Они добрались до объездной дороги вокруг Оксфорда и находились в двух часах езды от Парчмена. Фургон Макбрайда выжимал максимум шестьдесят миль в час; стоило немного поддать газу, и передние колеса начинали слегка вибрировать. Впрочем, спешить особенно было некуда. Холмы в западной части Оксфорда становились все более пологими; до Дельты было уже рукой подать. Инесс узнала маленькую белую церквушку справа, рядом с кладбищем, и поняла, что церковь ничуть не изменилась за долгие годы, прошедшие с тех пор, когда она ездила в федеральный исправительный дом. «Интересно, — подумала она, — сколько еще женщин из округа Форд столь же часто ездили сюда». Впрочем, ответ был и так ясен.

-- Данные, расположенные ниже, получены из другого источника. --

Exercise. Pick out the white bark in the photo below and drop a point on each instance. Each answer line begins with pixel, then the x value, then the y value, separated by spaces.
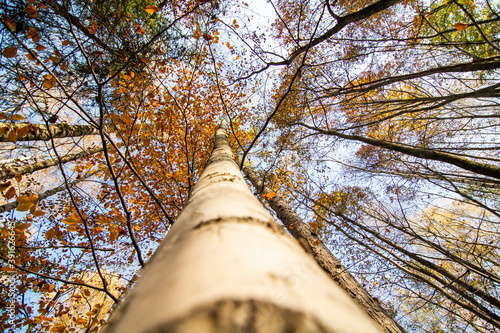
pixel 227 266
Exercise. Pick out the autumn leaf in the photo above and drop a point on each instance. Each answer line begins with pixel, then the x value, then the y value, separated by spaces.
pixel 49 81
pixel 17 117
pixel 12 136
pixel 38 213
pixel 4 186
pixel 9 22
pixel 22 207
pixel 461 26
pixel 313 225
pixel 10 52
pixel 31 11
pixel 151 9
pixel 270 195
pixel 11 192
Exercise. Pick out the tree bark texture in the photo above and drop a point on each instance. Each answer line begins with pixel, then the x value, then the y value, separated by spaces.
pixel 34 132
pixel 227 266
pixel 337 272
pixel 7 172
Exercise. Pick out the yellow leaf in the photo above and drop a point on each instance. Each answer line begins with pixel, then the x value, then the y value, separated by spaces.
pixel 10 52
pixel 313 225
pixel 151 9
pixel 271 195
pixel 22 207
pixel 17 117
pixel 9 22
pixel 23 199
pixel 38 213
pixel 461 26
pixel 12 136
pixel 70 221
pixel 31 11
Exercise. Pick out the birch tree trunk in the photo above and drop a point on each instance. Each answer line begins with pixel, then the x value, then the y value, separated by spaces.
pixel 7 172
pixel 227 266
pixel 325 258
pixel 34 132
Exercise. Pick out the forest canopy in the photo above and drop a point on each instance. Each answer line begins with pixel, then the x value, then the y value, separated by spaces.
pixel 376 121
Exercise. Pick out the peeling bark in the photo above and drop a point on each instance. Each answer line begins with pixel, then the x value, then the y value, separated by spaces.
pixel 7 172
pixel 227 266
pixel 325 258
pixel 34 132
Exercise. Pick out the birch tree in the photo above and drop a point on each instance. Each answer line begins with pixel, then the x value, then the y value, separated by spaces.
pixel 227 266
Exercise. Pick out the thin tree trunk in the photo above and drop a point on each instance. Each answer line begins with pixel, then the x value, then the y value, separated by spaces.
pixel 7 172
pixel 325 258
pixel 13 205
pixel 227 266
pixel 34 132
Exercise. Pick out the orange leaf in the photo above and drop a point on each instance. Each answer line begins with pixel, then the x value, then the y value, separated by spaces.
pixel 9 22
pixel 461 26
pixel 10 52
pixel 38 213
pixel 22 207
pixel 151 9
pixel 12 136
pixel 31 11
pixel 271 195
pixel 11 192
pixel 17 117
pixel 313 225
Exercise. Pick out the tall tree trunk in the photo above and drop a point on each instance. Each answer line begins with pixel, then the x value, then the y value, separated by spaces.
pixel 7 172
pixel 227 266
pixel 325 258
pixel 34 132
pixel 13 205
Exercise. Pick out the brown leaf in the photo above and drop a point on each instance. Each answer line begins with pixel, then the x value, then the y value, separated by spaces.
pixel 31 11
pixel 313 225
pixel 22 207
pixel 37 213
pixel 17 117
pixel 461 26
pixel 12 136
pixel 151 9
pixel 11 192
pixel 9 22
pixel 4 186
pixel 10 52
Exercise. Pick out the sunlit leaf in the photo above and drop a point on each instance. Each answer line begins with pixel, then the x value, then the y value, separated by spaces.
pixel 22 207
pixel 10 52
pixel 461 26
pixel 9 22
pixel 17 117
pixel 151 9
pixel 31 11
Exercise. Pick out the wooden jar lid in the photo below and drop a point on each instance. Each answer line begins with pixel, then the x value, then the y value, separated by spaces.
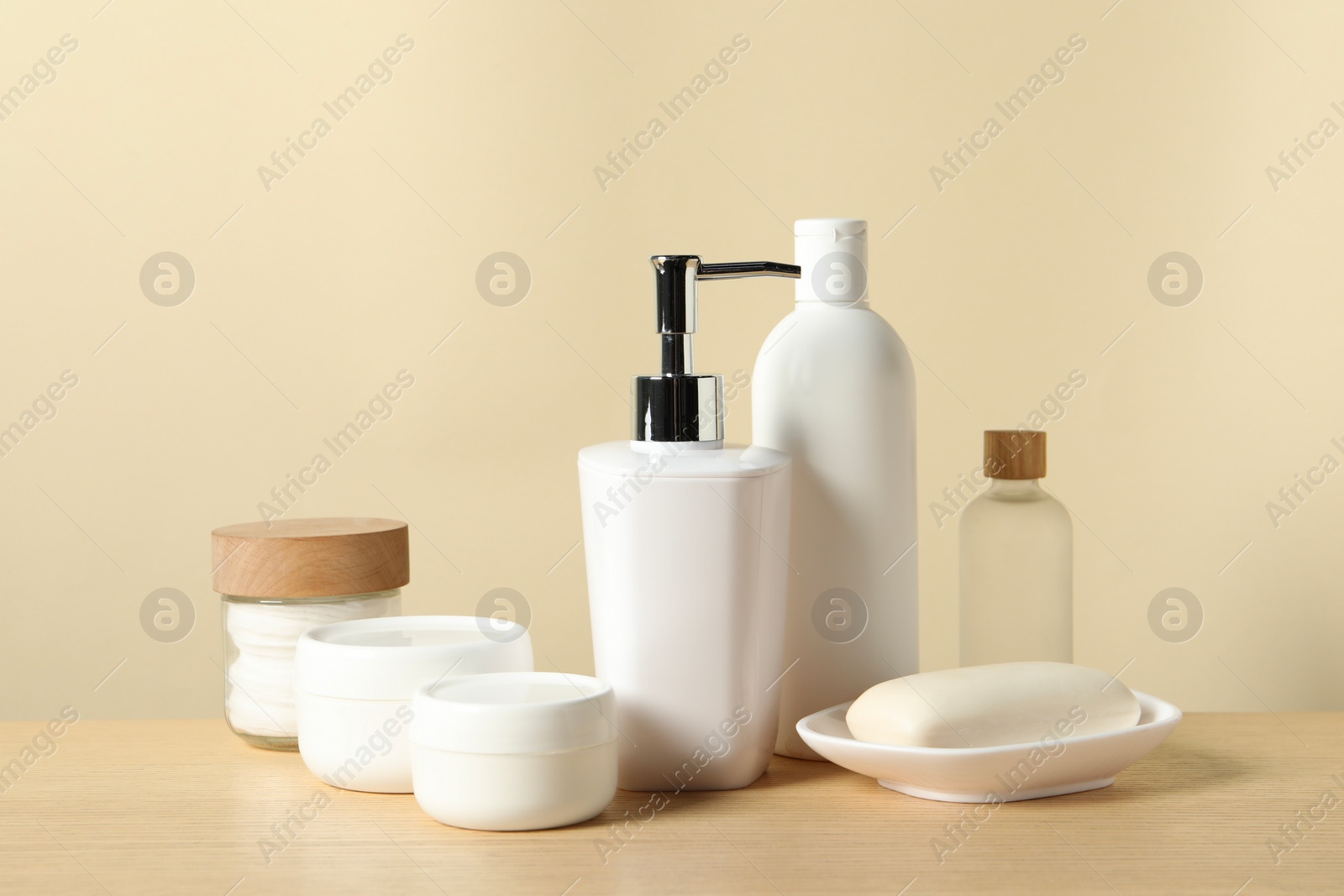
pixel 316 558
pixel 1015 454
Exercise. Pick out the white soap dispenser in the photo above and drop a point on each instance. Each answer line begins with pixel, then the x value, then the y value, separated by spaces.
pixel 687 543
pixel 835 389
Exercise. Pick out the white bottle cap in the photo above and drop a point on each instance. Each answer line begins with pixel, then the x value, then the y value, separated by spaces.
pixel 833 255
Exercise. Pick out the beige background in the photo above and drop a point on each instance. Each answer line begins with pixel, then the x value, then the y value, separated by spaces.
pixel 362 259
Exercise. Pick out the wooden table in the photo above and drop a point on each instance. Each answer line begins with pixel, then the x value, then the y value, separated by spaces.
pixel 185 808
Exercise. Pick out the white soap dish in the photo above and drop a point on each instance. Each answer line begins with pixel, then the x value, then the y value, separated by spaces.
pixel 994 774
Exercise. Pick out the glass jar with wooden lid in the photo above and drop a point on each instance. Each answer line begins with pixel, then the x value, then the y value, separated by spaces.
pixel 280 578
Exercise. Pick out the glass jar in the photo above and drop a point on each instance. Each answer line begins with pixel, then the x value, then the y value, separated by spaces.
pixel 279 579
pixel 260 638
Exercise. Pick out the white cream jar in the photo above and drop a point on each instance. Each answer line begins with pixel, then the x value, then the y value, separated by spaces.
pixel 354 684
pixel 514 752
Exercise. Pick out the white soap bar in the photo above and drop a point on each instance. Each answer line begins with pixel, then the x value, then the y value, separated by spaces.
pixel 1005 703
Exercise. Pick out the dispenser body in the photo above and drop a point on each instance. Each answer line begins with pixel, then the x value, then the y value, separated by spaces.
pixel 687 566
pixel 835 389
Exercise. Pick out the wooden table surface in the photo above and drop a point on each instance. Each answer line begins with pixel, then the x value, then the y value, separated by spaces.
pixel 185 808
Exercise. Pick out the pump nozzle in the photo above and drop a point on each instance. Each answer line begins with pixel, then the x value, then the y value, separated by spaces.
pixel 680 406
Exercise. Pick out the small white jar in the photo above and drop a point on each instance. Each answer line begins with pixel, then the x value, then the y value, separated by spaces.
pixel 354 684
pixel 514 752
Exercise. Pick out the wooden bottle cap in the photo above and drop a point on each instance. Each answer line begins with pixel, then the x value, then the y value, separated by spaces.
pixel 316 558
pixel 1015 454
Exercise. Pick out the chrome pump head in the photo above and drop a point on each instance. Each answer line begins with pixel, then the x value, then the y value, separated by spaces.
pixel 680 405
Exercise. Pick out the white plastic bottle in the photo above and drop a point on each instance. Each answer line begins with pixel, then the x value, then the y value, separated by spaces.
pixel 687 543
pixel 1016 560
pixel 835 389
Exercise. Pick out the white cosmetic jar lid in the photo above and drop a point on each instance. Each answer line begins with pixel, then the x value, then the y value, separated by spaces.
pixel 514 712
pixel 387 658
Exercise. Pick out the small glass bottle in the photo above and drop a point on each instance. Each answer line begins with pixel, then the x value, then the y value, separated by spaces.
pixel 1016 560
pixel 282 578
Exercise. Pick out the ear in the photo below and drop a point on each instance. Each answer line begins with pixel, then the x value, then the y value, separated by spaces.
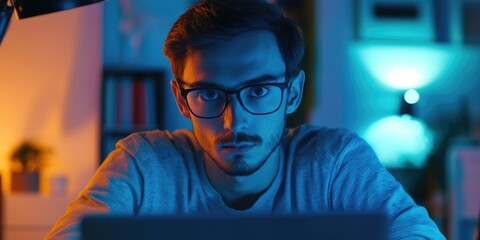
pixel 181 102
pixel 295 92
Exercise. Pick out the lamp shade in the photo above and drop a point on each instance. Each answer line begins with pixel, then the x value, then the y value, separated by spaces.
pixel 31 8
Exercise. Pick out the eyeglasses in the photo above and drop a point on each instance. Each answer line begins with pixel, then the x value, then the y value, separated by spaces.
pixel 257 99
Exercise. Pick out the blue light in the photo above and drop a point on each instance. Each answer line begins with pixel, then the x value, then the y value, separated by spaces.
pixel 400 141
pixel 411 96
pixel 403 66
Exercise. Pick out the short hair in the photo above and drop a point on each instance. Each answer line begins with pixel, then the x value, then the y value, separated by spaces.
pixel 211 21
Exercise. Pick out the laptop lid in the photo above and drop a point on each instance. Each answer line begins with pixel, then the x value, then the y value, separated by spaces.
pixel 278 227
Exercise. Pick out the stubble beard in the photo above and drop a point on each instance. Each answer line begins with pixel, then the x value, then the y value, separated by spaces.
pixel 239 165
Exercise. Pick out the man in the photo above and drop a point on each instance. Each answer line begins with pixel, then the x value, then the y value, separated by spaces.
pixel 235 66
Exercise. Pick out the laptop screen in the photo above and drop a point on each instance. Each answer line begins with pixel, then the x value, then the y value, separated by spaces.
pixel 279 227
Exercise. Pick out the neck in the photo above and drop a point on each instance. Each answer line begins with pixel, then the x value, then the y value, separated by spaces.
pixel 241 192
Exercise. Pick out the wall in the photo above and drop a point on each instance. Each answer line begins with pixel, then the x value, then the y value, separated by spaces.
pixel 49 83
pixel 351 96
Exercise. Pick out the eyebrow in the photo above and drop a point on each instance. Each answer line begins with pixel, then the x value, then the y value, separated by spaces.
pixel 266 78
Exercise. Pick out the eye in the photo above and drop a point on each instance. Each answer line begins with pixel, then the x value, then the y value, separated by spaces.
pixel 209 95
pixel 258 91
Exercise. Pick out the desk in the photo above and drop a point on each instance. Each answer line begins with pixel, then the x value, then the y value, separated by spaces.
pixel 30 215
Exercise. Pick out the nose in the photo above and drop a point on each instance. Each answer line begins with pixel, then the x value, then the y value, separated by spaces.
pixel 234 116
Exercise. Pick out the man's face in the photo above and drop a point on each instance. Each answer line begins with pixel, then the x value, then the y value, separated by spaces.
pixel 237 141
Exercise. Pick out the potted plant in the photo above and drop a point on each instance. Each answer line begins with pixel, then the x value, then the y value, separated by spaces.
pixel 27 161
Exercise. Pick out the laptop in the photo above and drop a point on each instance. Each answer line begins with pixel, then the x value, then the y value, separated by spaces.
pixel 279 227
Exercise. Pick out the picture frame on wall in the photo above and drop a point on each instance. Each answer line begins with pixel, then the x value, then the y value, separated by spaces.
pixel 471 22
pixel 398 20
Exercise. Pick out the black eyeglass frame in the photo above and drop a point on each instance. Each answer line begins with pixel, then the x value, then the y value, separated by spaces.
pixel 185 92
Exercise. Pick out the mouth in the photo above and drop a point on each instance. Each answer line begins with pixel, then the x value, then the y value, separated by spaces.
pixel 236 148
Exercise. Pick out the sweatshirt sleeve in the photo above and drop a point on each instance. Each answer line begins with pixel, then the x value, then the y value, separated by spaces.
pixel 375 189
pixel 114 189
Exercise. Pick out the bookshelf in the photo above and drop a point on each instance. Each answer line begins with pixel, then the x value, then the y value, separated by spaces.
pixel 131 101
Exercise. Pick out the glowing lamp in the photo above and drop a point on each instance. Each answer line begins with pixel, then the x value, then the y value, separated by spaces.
pixel 400 141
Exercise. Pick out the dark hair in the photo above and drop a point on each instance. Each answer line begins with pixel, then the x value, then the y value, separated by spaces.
pixel 211 21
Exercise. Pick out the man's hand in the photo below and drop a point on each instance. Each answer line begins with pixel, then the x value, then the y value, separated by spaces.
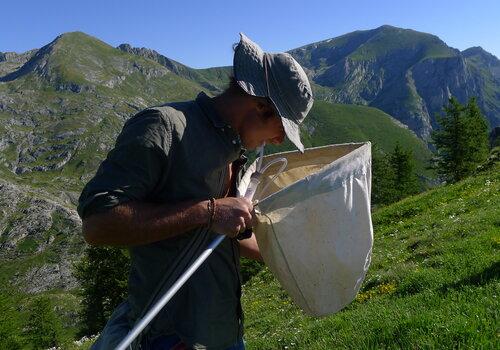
pixel 232 215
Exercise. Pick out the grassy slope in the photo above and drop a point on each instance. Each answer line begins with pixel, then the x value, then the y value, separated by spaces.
pixel 433 281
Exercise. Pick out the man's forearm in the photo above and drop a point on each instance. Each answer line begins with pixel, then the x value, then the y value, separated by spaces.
pixel 136 223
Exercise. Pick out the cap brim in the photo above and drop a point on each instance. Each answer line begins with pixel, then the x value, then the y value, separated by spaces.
pixel 249 74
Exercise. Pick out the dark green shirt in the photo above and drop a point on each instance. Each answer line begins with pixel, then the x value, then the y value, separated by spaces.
pixel 169 154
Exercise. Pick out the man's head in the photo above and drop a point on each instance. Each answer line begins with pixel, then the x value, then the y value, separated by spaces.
pixel 257 120
pixel 276 82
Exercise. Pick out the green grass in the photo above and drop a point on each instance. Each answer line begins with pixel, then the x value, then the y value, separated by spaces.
pixel 433 281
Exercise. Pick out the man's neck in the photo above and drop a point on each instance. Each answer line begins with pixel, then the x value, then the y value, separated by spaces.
pixel 227 108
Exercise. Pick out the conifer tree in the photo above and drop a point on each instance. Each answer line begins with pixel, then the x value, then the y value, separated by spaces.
pixel 43 328
pixel 461 140
pixel 405 181
pixel 382 177
pixel 103 274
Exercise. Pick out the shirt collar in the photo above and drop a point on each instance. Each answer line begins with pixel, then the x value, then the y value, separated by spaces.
pixel 207 106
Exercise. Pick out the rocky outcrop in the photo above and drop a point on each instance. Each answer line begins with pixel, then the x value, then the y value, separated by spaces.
pixel 408 74
pixel 41 235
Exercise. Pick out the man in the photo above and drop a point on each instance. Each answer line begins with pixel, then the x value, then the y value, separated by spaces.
pixel 168 187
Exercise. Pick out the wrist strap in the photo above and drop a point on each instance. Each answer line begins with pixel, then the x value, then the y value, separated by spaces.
pixel 211 212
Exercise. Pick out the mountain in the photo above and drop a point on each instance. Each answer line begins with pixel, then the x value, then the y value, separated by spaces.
pixel 407 74
pixel 62 106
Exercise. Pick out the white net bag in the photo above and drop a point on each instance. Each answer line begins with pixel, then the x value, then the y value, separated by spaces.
pixel 314 224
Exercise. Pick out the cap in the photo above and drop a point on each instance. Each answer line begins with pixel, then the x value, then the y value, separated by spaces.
pixel 277 76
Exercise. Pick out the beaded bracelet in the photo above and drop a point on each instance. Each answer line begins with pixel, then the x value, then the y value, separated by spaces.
pixel 211 211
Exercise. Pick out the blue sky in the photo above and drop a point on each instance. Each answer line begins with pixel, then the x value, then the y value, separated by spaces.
pixel 201 33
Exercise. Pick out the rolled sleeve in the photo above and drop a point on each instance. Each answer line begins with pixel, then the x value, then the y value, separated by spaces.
pixel 133 168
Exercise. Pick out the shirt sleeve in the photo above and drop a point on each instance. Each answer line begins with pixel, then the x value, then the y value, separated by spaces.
pixel 133 167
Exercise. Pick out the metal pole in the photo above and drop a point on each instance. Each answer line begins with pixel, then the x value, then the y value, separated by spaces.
pixel 142 323
pixel 168 295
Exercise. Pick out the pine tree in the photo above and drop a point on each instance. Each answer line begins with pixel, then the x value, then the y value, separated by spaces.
pixel 405 181
pixel 382 177
pixel 461 141
pixel 43 328
pixel 103 274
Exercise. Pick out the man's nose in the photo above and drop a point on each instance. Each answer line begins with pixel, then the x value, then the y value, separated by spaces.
pixel 278 140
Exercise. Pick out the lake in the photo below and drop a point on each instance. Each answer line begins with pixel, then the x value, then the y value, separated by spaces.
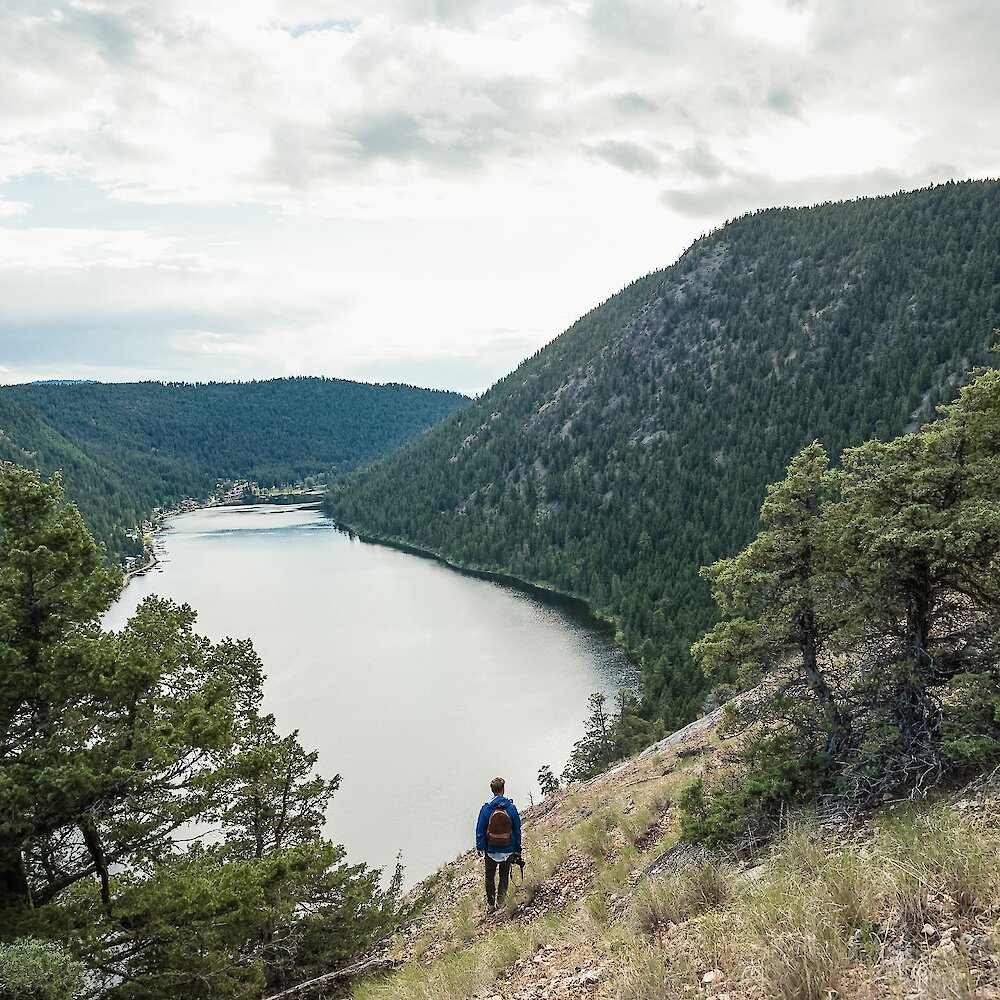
pixel 415 682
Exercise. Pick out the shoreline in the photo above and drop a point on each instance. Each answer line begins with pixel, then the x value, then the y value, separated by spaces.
pixel 314 501
pixel 547 595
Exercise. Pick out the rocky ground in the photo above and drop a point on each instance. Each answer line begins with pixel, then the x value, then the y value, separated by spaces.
pixel 598 913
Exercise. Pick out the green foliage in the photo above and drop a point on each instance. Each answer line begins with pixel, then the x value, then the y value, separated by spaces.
pixel 547 781
pixel 38 970
pixel 117 752
pixel 772 775
pixel 870 611
pixel 608 738
pixel 636 446
pixel 125 449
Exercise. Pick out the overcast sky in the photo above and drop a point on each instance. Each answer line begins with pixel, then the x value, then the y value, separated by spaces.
pixel 427 191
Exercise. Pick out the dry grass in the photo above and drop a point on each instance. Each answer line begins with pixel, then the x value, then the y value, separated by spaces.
pixel 826 915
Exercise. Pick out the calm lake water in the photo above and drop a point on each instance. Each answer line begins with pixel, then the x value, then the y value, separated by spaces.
pixel 414 682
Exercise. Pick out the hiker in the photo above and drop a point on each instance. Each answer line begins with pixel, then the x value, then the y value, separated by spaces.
pixel 498 837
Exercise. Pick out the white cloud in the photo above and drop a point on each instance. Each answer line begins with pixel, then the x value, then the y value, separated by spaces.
pixel 439 169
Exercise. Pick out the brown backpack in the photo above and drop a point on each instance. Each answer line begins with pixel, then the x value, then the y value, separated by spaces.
pixel 499 828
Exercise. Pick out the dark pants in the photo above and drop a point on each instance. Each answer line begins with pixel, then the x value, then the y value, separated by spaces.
pixel 492 892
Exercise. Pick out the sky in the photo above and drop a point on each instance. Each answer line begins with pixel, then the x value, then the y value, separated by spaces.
pixel 428 191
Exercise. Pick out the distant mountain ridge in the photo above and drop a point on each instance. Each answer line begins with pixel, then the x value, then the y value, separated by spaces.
pixel 125 448
pixel 636 446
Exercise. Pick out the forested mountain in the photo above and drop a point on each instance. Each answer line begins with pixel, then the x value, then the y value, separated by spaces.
pixel 636 447
pixel 126 448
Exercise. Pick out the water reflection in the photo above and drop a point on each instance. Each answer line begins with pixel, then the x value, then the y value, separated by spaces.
pixel 416 683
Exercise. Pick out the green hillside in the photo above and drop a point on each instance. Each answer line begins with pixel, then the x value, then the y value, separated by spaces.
pixel 637 445
pixel 126 448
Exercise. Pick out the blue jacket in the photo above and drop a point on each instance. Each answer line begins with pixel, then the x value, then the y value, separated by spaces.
pixel 484 818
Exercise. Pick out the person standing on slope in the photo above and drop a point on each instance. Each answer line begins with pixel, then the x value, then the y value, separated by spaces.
pixel 498 837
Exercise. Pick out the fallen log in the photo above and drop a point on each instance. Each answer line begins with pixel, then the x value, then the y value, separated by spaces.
pixel 364 967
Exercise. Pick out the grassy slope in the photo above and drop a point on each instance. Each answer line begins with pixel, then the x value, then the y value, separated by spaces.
pixel 906 905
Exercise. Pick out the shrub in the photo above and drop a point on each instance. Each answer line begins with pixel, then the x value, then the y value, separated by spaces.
pixel 771 776
pixel 38 970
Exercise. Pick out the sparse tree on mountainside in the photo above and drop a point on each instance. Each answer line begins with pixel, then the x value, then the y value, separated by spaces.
pixel 780 598
pixel 116 750
pixel 891 623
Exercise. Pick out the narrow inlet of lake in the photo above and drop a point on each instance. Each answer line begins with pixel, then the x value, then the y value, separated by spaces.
pixel 414 682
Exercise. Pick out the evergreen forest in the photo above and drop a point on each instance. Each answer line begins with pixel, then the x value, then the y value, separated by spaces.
pixel 124 449
pixel 637 446
pixel 159 838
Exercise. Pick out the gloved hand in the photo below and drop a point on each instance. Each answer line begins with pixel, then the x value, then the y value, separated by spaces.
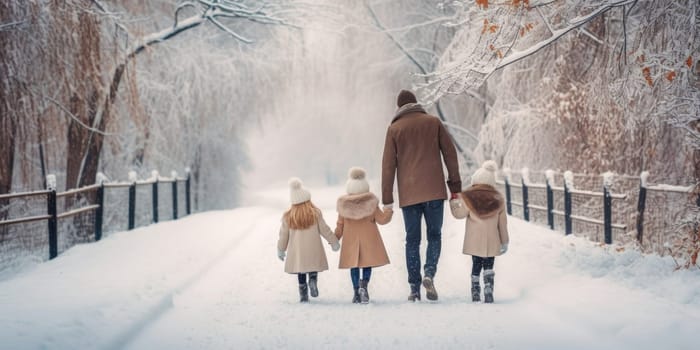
pixel 456 208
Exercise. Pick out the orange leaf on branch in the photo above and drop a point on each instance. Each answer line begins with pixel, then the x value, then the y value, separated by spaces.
pixel 646 72
pixel 483 3
pixel 671 75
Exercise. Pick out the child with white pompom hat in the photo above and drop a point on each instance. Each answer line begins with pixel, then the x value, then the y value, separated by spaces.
pixel 300 235
pixel 486 231
pixel 363 248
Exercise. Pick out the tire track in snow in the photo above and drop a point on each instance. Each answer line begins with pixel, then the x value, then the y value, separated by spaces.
pixel 126 337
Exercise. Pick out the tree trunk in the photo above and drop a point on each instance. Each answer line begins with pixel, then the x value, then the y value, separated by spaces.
pixel 84 146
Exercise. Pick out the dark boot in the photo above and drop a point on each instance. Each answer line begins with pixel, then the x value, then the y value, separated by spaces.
pixel 476 289
pixel 364 293
pixel 430 291
pixel 313 286
pixel 488 286
pixel 303 293
pixel 415 292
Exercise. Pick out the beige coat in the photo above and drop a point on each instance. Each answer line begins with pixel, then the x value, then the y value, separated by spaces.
pixel 486 228
pixel 415 146
pixel 362 246
pixel 305 252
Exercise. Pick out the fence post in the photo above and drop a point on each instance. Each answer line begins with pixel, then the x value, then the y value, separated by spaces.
pixel 99 212
pixel 174 175
pixel 132 200
pixel 506 179
pixel 187 191
pixel 607 207
pixel 53 220
pixel 525 180
pixel 568 186
pixel 549 174
pixel 641 204
pixel 154 194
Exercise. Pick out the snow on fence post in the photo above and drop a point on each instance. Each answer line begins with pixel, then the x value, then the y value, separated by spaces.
pixel 174 176
pixel 525 180
pixel 132 200
pixel 53 219
pixel 607 207
pixel 99 212
pixel 549 174
pixel 506 180
pixel 154 194
pixel 187 191
pixel 641 205
pixel 568 186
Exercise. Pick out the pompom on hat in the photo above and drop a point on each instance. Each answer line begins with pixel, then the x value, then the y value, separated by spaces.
pixel 486 175
pixel 405 97
pixel 297 192
pixel 357 183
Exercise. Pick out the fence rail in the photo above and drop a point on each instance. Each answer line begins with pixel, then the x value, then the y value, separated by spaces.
pixel 90 199
pixel 547 205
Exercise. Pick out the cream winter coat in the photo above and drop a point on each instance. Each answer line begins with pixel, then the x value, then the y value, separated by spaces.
pixel 358 216
pixel 305 252
pixel 486 227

Леон положил начало этой традиции много лет назад тридцатимесячным тюремным заключением, и тогда посещения разрешались только в первую субботу каждого месяца. Порой Бутч отвозил ее, порой она платила соседскому сыну, но ни разу не пропустила ни одного свидания и неизменно брала с собой упаковку арахисового масла и тюбик зубной пасты. Через полгода после того, как Леона выпустили на поруки, уже он стал возить ее туда навещать Бутча. Затем одновременно сидели Бутч и Реймонд, но в разных отделениях, где правила содержания отличались.